I'm looking into it and so far it seems to be mainly a problem of disk
I/O, as the host is running on spindle disks and being a DR of an entire
cluster gives it many changes to follow.
First (easy) try will be to add an SSD as ZFS cache (ZIL + L2ARC).
Should make a huge difference alrady.
I will then later on study Medusa/tablesnap too, thanks.
On 2021-03-29 12:32, Kane Wilson wrote:
Check what your compactionthroughput is set to, as it will impact the
validation compactions. also what kind of disks does the DR node have?
The validation compaction sizes are likely fine, I'm not sure of the
exact details but it's normal to expect very large validations.
Rebuilding would not be an ideal mechanism for repairing, and would
likely be slower and chew up a lot of disk space. It's also not
guaranteed to give you data that will be consistent with the other DC,
as replicas will only be streamed from one node.

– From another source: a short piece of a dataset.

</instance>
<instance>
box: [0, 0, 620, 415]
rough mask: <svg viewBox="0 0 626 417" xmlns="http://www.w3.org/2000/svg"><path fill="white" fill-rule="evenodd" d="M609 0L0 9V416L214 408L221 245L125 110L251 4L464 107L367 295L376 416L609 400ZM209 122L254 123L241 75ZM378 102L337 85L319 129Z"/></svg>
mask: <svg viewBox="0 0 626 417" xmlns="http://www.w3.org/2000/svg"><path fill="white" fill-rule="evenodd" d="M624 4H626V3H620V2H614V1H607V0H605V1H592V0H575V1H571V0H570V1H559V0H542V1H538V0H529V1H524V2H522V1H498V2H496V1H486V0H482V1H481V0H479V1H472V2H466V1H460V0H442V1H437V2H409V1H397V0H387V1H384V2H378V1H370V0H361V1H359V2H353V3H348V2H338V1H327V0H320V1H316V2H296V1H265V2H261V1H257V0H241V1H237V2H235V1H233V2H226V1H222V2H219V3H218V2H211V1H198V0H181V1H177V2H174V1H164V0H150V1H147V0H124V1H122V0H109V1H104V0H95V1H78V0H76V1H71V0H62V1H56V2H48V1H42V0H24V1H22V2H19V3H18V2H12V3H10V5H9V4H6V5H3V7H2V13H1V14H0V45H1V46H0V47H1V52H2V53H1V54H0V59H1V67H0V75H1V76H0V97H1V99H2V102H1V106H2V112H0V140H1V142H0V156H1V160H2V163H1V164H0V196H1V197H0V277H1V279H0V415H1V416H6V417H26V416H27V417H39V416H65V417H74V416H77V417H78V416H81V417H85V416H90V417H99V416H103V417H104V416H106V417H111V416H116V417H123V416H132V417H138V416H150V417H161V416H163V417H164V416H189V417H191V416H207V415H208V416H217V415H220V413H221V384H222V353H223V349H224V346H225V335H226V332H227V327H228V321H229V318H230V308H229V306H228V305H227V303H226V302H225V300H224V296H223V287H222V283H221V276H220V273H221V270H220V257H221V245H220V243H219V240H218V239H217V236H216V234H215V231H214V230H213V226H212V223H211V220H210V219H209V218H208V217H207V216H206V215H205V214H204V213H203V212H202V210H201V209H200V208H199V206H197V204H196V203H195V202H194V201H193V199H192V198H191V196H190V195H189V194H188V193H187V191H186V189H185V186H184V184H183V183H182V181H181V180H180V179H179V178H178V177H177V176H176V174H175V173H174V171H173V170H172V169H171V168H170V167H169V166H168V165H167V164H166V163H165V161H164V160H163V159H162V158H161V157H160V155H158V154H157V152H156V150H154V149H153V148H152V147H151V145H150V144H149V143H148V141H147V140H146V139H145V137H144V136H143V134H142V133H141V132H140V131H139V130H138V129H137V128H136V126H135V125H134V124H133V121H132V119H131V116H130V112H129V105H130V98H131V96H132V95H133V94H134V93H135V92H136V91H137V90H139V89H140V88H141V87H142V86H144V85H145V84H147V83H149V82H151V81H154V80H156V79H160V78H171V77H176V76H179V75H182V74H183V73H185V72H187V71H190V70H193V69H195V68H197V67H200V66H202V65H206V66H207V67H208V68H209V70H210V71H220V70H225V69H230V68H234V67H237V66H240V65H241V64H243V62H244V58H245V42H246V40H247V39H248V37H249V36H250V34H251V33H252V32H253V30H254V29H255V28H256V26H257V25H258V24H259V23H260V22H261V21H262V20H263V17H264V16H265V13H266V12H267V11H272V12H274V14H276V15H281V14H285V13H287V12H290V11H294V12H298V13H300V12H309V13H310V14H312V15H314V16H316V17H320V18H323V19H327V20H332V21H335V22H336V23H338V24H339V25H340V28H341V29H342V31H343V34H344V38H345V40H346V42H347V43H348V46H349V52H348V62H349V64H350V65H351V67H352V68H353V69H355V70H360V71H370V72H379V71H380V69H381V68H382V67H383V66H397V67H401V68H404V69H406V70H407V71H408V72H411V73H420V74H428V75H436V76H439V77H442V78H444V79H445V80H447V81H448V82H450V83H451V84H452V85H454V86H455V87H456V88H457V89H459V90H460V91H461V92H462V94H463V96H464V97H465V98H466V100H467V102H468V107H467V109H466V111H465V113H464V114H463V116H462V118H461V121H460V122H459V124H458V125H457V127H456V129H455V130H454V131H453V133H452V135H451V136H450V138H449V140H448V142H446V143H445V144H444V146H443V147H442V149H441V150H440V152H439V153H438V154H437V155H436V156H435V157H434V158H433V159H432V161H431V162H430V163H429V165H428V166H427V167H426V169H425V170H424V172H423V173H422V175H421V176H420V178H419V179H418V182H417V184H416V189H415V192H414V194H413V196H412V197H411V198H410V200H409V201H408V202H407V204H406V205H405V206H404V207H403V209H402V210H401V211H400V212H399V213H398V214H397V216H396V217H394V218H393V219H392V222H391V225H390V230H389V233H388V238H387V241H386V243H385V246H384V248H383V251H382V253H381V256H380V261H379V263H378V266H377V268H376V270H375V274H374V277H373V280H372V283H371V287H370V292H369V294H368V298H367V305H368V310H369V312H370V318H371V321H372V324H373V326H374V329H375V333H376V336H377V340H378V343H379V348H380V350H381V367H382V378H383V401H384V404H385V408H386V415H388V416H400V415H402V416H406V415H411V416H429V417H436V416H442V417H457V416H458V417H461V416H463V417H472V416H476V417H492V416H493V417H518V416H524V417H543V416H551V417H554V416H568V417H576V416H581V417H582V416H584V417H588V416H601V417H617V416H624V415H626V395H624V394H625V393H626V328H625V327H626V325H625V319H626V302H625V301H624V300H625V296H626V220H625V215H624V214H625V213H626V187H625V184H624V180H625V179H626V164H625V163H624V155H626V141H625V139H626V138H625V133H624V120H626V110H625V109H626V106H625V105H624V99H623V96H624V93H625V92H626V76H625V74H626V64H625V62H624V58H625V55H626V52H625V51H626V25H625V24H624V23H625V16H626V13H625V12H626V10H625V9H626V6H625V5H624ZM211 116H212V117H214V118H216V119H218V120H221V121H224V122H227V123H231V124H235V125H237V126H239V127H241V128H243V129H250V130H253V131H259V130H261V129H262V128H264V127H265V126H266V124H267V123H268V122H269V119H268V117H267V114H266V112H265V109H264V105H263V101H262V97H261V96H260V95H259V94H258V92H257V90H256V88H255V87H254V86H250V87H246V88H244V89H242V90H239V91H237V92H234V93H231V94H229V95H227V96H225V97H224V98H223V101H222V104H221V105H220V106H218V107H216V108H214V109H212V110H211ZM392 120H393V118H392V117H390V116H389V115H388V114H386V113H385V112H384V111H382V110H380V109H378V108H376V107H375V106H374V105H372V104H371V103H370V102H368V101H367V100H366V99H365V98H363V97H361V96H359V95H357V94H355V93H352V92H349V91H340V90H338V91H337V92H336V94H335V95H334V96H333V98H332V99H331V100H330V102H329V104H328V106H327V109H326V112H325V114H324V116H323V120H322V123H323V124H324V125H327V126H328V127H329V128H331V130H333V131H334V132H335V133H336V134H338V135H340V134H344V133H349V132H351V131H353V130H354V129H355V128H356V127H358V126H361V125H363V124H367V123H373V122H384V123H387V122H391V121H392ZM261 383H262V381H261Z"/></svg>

I think you're better off looking at setting up regular backups and if
you really need it commitlog backups. The storage would be cheaper and
more reliable, plus less impactful on your production DC. Restoring will
also be a lot easier and faster as well, as restoring from a single node
DC will be network bottlenecked. There are various tools around that do
this for you such as medusa or tablesnap.